張姥爺套騾車,把四人送到梁城火車站。跟著張小姨夫妻來回都經過梁城,可都是匆匆忙忙。路上也沒行人,冷冷清清,曹銘花也沒了在梁城逛逛的想法。
春節過后,綠洲市的人口明顯增加。在派出所監督下,開始發放糧油證,凡是登記住宅戶籍信息的居民每戶一本,憑證在城市購買糧油,購買糧油不限量。如果有流動遷移,可以轉移糧油關系。
發糧油證之前,張小姨夫妻一直吃的是曹家的糧食。張小姨每個月把她全部的工資和張遂生一半的工資都交給曹銘花。曹銘花是堅決不拿的,親戚之間,尤其還是張小姨夫妻這個時候,能拉一把,留下恩情,比什么都重要。但是張遂生不同意,非要張小姨給錢,最后是曹銘花只收張小姨一個人的工資,留下張遂生的工資讓夫妻二人開銷。

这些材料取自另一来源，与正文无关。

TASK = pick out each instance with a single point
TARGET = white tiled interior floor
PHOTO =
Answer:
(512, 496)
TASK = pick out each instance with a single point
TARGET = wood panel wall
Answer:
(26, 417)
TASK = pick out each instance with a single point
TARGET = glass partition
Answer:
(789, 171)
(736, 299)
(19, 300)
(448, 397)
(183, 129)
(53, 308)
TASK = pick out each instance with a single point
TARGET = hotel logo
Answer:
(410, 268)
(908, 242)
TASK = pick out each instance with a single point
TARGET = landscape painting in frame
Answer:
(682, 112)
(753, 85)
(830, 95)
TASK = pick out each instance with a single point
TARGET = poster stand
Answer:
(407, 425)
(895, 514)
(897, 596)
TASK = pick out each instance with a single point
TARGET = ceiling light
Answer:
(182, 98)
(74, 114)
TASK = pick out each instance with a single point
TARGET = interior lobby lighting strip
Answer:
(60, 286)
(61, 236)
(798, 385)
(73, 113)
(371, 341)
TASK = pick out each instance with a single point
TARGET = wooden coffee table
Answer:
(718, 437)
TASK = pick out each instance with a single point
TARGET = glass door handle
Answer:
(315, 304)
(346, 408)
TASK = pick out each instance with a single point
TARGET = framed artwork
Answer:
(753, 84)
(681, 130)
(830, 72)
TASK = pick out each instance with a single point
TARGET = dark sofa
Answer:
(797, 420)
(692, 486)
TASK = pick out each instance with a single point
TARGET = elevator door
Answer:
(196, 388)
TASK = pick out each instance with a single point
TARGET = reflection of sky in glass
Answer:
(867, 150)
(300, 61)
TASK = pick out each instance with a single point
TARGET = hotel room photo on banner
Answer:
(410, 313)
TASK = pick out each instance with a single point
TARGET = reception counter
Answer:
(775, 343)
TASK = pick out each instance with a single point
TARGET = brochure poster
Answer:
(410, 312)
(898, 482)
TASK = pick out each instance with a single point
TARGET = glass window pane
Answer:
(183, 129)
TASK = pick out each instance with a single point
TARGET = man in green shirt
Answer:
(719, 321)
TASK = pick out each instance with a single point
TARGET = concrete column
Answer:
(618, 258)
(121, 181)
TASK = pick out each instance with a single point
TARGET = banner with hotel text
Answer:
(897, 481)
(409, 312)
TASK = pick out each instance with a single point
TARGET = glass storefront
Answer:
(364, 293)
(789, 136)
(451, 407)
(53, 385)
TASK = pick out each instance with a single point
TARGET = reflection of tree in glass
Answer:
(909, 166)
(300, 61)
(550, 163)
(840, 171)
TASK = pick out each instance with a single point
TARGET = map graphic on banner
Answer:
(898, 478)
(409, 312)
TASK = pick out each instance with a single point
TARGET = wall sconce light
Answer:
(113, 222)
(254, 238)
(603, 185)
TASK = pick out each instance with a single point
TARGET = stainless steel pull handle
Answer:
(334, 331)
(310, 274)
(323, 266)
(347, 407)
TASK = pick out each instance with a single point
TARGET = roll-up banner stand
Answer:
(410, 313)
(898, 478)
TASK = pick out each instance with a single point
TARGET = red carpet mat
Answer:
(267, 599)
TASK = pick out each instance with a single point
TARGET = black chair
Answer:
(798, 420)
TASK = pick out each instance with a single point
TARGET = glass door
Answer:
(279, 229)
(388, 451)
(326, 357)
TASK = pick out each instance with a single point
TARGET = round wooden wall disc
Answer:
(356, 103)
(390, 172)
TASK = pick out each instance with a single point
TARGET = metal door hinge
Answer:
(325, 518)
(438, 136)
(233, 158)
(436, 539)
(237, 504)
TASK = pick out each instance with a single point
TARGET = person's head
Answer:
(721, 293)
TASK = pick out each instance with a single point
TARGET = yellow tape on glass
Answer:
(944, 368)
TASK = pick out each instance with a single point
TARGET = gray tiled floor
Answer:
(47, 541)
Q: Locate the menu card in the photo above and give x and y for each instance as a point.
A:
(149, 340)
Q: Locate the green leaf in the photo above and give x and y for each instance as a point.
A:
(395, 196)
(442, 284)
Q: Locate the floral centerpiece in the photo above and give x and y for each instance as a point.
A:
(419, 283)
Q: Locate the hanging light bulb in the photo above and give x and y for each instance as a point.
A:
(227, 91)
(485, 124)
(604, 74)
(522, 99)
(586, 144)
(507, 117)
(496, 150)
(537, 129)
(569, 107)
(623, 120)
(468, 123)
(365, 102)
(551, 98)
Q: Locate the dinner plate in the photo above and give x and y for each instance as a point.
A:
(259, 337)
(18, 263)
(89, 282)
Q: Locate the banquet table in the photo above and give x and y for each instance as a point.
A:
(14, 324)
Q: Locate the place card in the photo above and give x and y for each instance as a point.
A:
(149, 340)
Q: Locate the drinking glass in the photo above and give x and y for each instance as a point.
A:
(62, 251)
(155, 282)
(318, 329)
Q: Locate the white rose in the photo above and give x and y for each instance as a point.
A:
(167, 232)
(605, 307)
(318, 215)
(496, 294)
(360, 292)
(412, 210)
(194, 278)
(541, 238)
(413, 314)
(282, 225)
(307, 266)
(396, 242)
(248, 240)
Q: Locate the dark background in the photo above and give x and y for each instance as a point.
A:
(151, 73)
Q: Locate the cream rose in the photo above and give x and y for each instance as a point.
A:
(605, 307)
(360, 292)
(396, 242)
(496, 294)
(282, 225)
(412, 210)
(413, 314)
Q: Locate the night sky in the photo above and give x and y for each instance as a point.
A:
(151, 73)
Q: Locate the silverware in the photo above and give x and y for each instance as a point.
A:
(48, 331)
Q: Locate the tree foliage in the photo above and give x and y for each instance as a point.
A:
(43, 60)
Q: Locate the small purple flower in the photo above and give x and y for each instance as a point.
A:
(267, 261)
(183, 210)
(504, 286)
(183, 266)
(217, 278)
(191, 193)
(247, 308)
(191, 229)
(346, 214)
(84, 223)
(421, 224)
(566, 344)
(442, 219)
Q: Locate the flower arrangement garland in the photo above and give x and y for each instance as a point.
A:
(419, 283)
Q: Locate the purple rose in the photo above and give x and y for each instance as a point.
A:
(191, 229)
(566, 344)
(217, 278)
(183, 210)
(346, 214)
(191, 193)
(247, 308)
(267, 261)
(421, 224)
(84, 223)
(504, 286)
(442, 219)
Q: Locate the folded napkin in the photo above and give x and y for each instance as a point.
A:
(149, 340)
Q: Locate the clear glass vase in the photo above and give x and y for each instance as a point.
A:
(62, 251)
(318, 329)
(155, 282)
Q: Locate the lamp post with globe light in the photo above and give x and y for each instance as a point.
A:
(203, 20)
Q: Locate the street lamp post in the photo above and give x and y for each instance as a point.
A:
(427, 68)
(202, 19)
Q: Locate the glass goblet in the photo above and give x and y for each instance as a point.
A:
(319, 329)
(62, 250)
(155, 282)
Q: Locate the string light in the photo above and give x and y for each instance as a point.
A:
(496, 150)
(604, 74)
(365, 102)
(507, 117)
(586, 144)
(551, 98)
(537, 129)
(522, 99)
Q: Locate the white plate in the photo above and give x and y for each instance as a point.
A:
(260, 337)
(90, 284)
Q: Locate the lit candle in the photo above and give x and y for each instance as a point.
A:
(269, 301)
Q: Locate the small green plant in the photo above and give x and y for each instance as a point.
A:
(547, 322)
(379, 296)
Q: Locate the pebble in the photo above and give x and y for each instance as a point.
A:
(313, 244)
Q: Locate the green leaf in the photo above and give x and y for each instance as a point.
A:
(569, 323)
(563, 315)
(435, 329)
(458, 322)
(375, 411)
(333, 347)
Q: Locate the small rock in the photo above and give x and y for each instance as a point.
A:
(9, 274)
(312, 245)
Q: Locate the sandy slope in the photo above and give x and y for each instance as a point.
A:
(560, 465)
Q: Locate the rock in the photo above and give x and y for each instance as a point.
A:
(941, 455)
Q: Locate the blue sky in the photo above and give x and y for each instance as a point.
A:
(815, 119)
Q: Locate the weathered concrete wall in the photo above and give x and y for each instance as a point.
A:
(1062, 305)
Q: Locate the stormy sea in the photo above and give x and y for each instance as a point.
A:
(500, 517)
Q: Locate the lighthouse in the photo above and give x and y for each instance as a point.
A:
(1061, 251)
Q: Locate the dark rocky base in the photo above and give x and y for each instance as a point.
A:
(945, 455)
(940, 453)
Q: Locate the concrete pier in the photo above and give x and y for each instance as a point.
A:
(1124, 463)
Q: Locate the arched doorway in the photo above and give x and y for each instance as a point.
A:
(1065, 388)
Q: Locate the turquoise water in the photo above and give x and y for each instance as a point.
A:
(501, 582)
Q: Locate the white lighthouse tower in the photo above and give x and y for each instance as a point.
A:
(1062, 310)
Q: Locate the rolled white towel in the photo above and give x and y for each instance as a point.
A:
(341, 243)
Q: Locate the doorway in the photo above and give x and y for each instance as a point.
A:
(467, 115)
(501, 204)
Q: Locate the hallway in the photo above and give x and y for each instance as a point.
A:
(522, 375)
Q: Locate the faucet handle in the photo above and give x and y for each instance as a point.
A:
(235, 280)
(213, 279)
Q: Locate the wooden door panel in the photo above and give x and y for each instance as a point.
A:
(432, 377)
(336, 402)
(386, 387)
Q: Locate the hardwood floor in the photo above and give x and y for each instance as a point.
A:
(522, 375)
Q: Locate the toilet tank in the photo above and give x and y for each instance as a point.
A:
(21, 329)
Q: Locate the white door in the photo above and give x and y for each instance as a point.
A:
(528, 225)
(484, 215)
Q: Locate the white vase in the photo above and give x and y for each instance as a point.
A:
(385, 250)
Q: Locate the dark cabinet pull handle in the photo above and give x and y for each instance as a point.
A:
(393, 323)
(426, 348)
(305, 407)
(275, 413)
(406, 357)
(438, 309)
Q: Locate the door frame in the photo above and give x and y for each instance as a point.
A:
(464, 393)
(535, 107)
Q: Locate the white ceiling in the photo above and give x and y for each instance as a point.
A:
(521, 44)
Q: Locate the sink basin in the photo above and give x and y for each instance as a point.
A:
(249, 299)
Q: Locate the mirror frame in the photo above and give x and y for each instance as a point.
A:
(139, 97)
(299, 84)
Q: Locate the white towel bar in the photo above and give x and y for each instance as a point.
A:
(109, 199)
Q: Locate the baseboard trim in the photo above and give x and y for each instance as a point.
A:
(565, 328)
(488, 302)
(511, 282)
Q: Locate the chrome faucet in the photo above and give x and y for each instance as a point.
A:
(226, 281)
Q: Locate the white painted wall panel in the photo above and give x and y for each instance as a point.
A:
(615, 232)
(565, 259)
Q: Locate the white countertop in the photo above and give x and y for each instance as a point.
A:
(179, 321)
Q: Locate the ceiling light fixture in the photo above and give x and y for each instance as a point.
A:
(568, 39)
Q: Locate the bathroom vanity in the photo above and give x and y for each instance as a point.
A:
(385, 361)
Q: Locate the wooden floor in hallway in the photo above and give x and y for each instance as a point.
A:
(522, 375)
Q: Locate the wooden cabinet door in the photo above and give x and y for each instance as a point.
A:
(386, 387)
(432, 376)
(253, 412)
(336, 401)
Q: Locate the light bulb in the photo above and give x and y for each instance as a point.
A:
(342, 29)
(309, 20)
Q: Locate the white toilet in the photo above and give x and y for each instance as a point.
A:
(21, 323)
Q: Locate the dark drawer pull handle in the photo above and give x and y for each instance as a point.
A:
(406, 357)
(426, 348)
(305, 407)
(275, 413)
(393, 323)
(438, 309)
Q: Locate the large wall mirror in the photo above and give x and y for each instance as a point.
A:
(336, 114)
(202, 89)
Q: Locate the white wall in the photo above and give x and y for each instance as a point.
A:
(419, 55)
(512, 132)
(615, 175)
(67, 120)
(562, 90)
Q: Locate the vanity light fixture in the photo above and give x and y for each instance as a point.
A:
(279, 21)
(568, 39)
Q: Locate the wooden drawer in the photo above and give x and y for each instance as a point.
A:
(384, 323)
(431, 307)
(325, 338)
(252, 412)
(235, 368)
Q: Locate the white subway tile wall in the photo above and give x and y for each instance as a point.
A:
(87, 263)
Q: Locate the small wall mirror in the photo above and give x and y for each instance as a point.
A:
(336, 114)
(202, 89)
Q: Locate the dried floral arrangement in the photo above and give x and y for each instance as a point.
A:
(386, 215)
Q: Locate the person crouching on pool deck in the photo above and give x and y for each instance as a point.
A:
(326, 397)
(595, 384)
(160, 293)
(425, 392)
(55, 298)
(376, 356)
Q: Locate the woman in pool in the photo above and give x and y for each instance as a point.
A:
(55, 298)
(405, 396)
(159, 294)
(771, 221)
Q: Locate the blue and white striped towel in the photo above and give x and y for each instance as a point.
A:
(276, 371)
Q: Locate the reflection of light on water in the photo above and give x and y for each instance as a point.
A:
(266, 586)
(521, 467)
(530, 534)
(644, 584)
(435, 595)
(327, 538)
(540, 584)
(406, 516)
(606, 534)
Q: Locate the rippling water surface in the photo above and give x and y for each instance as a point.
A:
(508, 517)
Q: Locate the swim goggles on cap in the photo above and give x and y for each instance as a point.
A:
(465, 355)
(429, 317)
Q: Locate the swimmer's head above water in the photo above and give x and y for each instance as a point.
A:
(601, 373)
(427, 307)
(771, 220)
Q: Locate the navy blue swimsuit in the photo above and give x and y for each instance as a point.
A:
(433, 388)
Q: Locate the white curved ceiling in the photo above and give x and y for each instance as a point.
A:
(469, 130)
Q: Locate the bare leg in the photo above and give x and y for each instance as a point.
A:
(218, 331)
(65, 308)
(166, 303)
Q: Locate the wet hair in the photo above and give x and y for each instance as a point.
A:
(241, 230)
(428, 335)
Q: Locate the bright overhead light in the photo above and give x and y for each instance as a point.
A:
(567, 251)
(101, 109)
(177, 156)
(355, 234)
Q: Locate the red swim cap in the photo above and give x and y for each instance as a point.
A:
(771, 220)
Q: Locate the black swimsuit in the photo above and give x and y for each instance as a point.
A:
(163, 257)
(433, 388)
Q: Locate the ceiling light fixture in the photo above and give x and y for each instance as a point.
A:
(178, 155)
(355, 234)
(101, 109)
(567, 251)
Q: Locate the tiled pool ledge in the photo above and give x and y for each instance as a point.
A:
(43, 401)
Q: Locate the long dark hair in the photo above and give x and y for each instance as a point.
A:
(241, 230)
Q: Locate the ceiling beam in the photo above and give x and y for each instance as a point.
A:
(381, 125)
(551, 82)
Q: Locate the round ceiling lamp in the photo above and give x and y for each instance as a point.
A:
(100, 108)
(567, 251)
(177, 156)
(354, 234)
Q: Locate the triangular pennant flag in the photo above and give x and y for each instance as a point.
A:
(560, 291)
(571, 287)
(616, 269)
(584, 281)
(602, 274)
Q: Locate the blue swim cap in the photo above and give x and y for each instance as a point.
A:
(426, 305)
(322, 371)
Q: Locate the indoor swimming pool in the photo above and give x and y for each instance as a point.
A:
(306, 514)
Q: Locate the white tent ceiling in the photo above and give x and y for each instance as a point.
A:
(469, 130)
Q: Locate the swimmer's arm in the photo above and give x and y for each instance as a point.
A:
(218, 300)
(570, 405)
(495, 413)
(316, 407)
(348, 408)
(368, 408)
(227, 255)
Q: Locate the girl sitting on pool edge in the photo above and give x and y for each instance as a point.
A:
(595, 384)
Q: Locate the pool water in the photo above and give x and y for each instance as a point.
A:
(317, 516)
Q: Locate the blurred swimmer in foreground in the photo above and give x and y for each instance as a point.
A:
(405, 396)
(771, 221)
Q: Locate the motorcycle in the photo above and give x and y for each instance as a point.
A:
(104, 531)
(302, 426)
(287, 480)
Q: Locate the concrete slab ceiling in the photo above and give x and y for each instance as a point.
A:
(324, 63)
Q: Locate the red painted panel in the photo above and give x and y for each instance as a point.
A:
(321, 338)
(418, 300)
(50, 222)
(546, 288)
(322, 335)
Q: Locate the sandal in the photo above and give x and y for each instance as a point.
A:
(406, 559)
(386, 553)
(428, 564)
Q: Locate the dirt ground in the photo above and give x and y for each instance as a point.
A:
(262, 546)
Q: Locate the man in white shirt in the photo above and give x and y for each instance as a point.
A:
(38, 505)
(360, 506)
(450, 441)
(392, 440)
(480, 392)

自從發放糧油證,曹銘花計算了糧食成本,和張小姨夫妻說明情況,張小姨不再從曹家取糧食,兩家都從面店買糧食回家。曹家買新糧放著,吃家里的陳糧。雖然新糧仍然會變成陳糧,可有糧心不慌,曹銘花心里踏實。
面店還有大米,之前曹銘花舍不得拿自家糧食換大米,重生以來幾乎沒有吃過大米飯。豫省不是水稻主產區,拿小麥換大米太虧了。現在面店以低于市場價賣大米,雖然是按人口限量供應,可畢竟有大米吃了。而且,連李香花家的大米購買量也給了曹家。劉氏兄弟倆不愛吃大米,米飯哪里有饅頭抵抗饑餓。兩家的大米供應量,足夠曹銘花頓頓吃大米飯了。
政府對農村糧食作物統購,對城市糧油統銷。這是好事,可由于統購價格高,統銷價格低,一些不法人員借機購買城市統銷糧油,返還到農村去流入糧食統購,進行投機倒把,嚴重的破壞了城市農村正常購買秩序。
正月十五是曹銘花生日,去年因為曹媽上班,家里人也沒有人提過生日的時,張小姨只是那天給她煮個雞蛋,便算是過去了。
正月十四,曹媽提起來明天曹銘花生日。曹銘花不高興提生日的事,提起來便會想到她是九十多歲的年齡,想起來糟心的上輩子,還有大女兒……現在,曹銘花只想好好過這輩子,不愿意和上輩子有瓜葛。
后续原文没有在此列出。